Ao passar por entre as obras
de William Kentridge, mergulhei em um cenário que me dava constantes pistas de
quem era o artista. Posso dizer que ele foi se desvelando e comunicando
diversos pensamentos que por vezes podia me sentir como se estivesse em seu
ateliê e assim tendo contato com o processo de suas obras. Algumas dessas obras
se mostravam abertas, deixavam transparecer o seu processo de feitura, como se
estivessem exibindo-se com sua complexa simplicidade para o público. É como se o
artista estivesse revelando que sua opção foi abrir mão de uma aura de mistério
e de um status de inalcançável para desmistificar a obra e assim humanizá-la. Mesmo
ao demonstrar essa humanidade, as obras, em nenhum momento deixaram de carregar
genialidade e proporcionar admiração.
Todas as obras da exposição me
pareceram narrativas porque pareciam sempre comunicar alguma coisa. Como se o
artista escrevesse seu livro com obras de arte. E não é isso a arte? “Escrever”
a vida e revelar um pedaço de sua existência? Porém, esta narrativa não é
linear e nem cronológica e o narrador não é necessariamente um personagem, foi
o que senti ao ver na exposição aparelhos como o fenacistoscópio, instrumentos
como alicates e tesouras, materiais como gravetos e fechaduras, suportes como
jornais ou livros que podem incitar por si só, diversas histórias por
carregarem uma “bagagem” de acontecimentos, trajetórias e memórias.
A obra que me chamou mais
atenção foi “Wat Will Come (Has Already Come)” que significa: “O que virá (já
veio)” que é um vídeo feito a partir de desenhos e que é projetado em uma mesa
com um espelho cilíndrico de aço. Os desenhos são projetados distorcidos para
que possam se tornar visualmente normais no espelho curvo. Diante disso o
artista escreve que “a distorção é o correto, e o original é o distorcido” e
nos instiga a pensar sobre as tantas distorções que somos submetidos e que são
consolidadas diante de nosso olhar e que muitas vezes nos levam a acreditar em
realidades que na verdade não passam de reflexos de determinada distorção.
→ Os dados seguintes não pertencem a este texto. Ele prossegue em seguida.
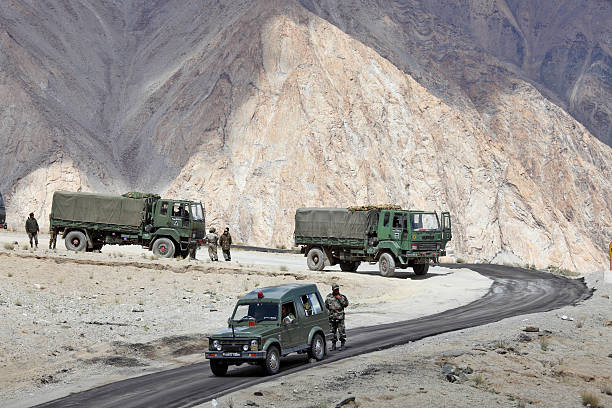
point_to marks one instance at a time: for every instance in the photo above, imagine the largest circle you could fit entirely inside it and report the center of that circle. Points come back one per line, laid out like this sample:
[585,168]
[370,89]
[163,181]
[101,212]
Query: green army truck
[88,221]
[2,213]
[393,237]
Quantas vezes precisamos nos distorcer para não deixar transparecer algo que
desagrada? Ou quantas vezes ainda precisaremos parecer endireitados para poder ser
aceitável aquilo que originalmente pode ser naturalmente distorcido?
Considero
esta obra como a mais interessante porque além de uma tendência pessoal minha de
valorizar quando uma obra dá margem para que possamos tramar diversas e quem
sabe conflitantes reflexões e interpretações também destaco o caráter sensorial
deste trabalho porque sem que eu estivesse ali, vivendo aquele momento frente
àquela obra e plenamente envolvida naquele ambiente seria impossível que eu tivesse
conhecimento de sua totalidade. Acredito ser esta a grande importância de espaços
destinados à arte: O encontro com essas possibilidades.